Sometimes, just sometimes, I fall so hard for a book that I would even consider myself a bit strange. It happened with Theft. It happened with Hunger. And now it’s happened again with Evelyn Waugh’s masterpiece, Brideshead Revisited. I love this book so much that I want to sleep with it under my pillow for weeks. I love this book so much that I wish it was alive so that I could kiss it.
Subtitled, “The Sacred and Profane Memories of Captain Charles Ryder,” the novel opens up in the midst of the Second World War, as the book’s protagonist (he of the subtitle) pauses before his company departs the position they’ve held for the last three months. As he says, “Here love had died between me and the army,” setting up the aesthetic nature of his character, Charles Ryder is presented as a thinking man’s soldier, from the upper classes, a man who fights more so because of the excitement than perhaps the duty. The new position his company takes up is at Brideshead, a castle that belongs to the Flyte family, a group of people who made an impossible impact on Charles’s life.

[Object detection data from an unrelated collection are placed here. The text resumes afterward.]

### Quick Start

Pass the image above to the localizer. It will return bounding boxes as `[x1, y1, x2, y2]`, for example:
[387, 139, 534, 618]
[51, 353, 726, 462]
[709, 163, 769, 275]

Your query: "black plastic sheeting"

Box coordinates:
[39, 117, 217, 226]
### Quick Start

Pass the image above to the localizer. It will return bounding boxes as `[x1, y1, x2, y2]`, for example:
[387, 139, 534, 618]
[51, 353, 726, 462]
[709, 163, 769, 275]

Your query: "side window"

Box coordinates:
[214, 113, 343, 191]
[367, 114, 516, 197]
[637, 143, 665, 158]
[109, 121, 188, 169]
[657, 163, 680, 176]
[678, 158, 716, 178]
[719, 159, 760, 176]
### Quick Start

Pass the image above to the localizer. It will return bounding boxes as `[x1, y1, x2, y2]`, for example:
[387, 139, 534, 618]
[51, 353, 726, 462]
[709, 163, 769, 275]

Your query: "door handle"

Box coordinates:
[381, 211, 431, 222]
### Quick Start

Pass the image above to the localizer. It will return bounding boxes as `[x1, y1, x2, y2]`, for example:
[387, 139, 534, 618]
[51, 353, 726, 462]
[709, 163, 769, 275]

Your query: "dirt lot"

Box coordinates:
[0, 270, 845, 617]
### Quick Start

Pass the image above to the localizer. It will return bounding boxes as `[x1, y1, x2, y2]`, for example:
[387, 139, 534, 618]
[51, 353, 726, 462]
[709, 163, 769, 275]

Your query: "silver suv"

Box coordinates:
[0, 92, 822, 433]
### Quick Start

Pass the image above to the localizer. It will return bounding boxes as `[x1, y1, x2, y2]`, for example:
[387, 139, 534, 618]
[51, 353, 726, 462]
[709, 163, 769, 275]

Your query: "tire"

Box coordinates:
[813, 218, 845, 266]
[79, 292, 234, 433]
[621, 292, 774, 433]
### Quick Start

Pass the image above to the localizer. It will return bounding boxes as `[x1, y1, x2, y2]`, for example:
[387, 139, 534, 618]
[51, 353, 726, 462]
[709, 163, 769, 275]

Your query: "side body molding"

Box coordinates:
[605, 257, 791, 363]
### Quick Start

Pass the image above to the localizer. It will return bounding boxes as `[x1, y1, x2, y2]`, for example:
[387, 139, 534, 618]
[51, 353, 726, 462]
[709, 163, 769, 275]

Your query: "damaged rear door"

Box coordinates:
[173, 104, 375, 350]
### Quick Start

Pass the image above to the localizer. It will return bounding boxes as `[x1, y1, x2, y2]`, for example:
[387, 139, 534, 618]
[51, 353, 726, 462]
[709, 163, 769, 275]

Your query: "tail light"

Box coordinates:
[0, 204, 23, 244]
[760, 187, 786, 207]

As the novel moves backwards to tell the story of how he first came to Brideshead, Charles recounts his own glory days at Oxford with one of the sons, Sebastian. Charles falls hard for Sebastian, for his strange ways (and odd teddy bear) and falls equally hard for his family, his sister Julia in particular. As the novel progresses and the friendship is tested again and again because of Sebastian’s drinking, their lives grow in different directions. Then, ten years pass, Charles is married, Julia is married, and yet they seem to pick up naturally where they left off, and it’s this love affair that defines the rest of their lives.
I don’t even really have the words to describe how lovely the prose remains throughout. How well-crafted the story is, how ingenious Waugh is when it comes to creating voice and character. The novel doesn’t drag (it was better than TV this week, hands down) and it makes you want to dive into the imaginary pages and wear the clothes, live the unhappy lives and experience the world as these people for just a moment. Kate sent me a note this morning about how I shouldn’t watch the movie version that recently came out — instead, she said, I HAVE to watch the miniseries (which I just ordered as a treat to myself from Amazon). For so many, the most important theme in the novel is faith, and I won’t argue that it is, the Flyte’s are Catholic and the struggle to balance the idea of religion in a world that finds it increasingly irrelevant remains consistent throughout the novel. But, of course, being the incurable romantic, it was the love story, both the idea of the glorious friendships of youth and the affairs that forever change your life, that really held my attention. Just glorious.
READING CHALLENGES: Of course this book’s on the 1001 Books list so I’m counting it as one of the books for that challenge.
WHAT’S UP NEXT: I started reading Choke this morning on the subway. We’ll see how that goes.